I’m still chasing these goals because the work is never finished. Education is always evolving.
Is there feedback from a student or parent that has stayed with you?
I keep a photo in my Lincoln Park office of a student opening her Georgetown acceptance letter at her mailbox—back when college decisions arrived by mail.
The photo captures pure joy, but what matters most is the story behind it.
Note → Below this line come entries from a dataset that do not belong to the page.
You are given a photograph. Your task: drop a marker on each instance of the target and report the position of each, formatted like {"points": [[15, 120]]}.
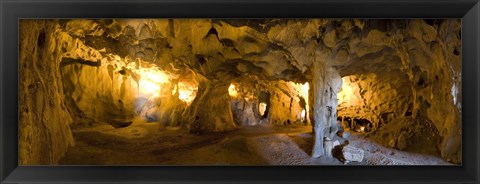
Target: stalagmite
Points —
{"points": [[326, 83]]}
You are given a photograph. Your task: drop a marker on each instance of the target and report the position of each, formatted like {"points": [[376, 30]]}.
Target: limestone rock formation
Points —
{"points": [[178, 72]]}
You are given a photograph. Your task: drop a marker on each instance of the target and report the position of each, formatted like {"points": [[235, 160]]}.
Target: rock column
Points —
{"points": [[211, 110], [325, 85]]}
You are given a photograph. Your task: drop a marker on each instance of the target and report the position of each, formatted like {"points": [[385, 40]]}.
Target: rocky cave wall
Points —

That student demonstrated persistence, intellectual curiosity, and discipline throughout her learning process. Her success wasn’t just about the outcome—it was about how she got there.
That picture reminds me that strong outcomes follow from the right approach to learning, and it’s a privilege to support students who embody that mindset.
Has tutoring your own child changed your perspective?
I’ve always joked that if children learned best from their parents, I wouldn’t have a job.
Adolescents need mentors and coaches beyond their parents. Ironically, that means the tutor needs tutors for his own children. My high-school-aged child works with Academic Approach tutors I trust deeply. I read their session notes and appreciate the insight and care they provide.
It’s a personal reminder of the responsibility—and the joy—that comes with mentoring young people during such an important season of their lives.